You could tell the doc had been pieced together by someone who loved this play. Not someone wowed by the hollywood fame of Streep and Kline or the pretension of comprehending THE THEATAWR, but by a collection of someones who wanted the audience to UNDERSTAND the play’s significance — its pivotal meaning to society — especially today. The doc inspires one to reflect on their ideological beliefs not just theoretically (e.g. conversations with besties till’ 4 in da’ mornin’), but in the flesh.
How deeply do you embody your political loyalties? Would you die for them? Sacrifice your limb, your sight, your child? Your business? Are the virtues of youth exploited by war?
Without having read the play or seen it performed, I can only discuss the contemplations aroused by the documentary and its reflections on Brecht’s Mother Courage & Her Children.
Mother Courage & Her Children‘s Quick Overview courtesy of Amazon.com:
Anna Fierling, an itinerant trader during the seventeenth century, becomes known as “Mother Courage” after the constant warfare gradually claims all of her children.

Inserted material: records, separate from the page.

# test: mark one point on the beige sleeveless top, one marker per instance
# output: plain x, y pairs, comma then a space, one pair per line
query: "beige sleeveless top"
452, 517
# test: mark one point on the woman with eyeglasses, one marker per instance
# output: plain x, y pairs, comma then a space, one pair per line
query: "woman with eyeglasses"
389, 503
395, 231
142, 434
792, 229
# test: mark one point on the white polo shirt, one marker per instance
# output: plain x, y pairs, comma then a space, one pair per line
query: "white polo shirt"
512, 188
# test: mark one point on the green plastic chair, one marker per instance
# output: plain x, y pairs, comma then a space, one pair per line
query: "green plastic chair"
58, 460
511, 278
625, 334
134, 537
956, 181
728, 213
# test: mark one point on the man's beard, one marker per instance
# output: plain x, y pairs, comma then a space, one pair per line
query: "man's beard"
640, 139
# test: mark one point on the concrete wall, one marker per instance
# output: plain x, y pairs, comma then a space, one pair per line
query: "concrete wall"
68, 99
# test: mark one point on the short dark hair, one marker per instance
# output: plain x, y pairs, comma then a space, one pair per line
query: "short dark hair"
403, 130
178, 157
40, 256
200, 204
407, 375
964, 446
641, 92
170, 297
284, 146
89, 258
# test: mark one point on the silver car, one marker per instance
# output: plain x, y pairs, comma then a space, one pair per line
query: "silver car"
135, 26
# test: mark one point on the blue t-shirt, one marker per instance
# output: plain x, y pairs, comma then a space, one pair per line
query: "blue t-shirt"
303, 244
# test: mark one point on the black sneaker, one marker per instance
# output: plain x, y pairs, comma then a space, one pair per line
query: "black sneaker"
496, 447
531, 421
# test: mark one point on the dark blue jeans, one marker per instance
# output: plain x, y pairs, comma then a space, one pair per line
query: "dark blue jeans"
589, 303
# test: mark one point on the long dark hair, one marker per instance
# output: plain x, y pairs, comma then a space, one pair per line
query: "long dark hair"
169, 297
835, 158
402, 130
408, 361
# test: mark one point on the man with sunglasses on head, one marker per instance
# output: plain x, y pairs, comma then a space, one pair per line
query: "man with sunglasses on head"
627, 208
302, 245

Play by Bertolt Brecht, written in German as Mutter Courage und ihre Kinder: Eine Chronik aus dem Dreissigjahrigen Krieg, produced in 1941 and published in 1949. Composed of 12 scenes, the work is a chronicle play of the Thirty Years’ War and is based on the picaresque novel Simplicissimus (1669) by Hans Jakob Grimmelshausen. In 1949 Brecht staged Mother Courage, with music by Paul Dessau, in the Soviet sector of Berlin. The plot revolves around a woman who depends on war for her personal survival and who is nicknamed Mother Courage for her coolness in safeguarding her merchandise under enemy fire. One by one her three children die, yet she continues her profiteering. — The Merriam-Webster Encyclopedia of Literature
Kattrin: The mute daughter “who is killed as she attempts to warn a town about an imminent siege.” – Empathy killed her.Eilif: “Mother Courage’s eldest and favorite son, he is something of a thug, though she thinks him “dashing” and “brave.” He is recruited by the Recruiting Officer in the first scene, and he seems after that to really enjoy the war. Much praised by the General in Scene 2 for slaughtering peasants and stealing their livestock, Eilif is executed for committing the same deed in Scene 6 in peacetime. Mother Courage never knows of his death.” – Fearlessness killed him.Swiss Cheese: “Mother Courage’s younger son. Swiss Cheese is, according to his mother, too honest. He is painted by Brecht to be rather stupid. He takes a job as paymaster of the Second Finnish Regiment and attempts to hide its cashbox so that he can return it to his general after the Catholics have gained power. He is caught with it and shortly executed.” – Honesty killed him.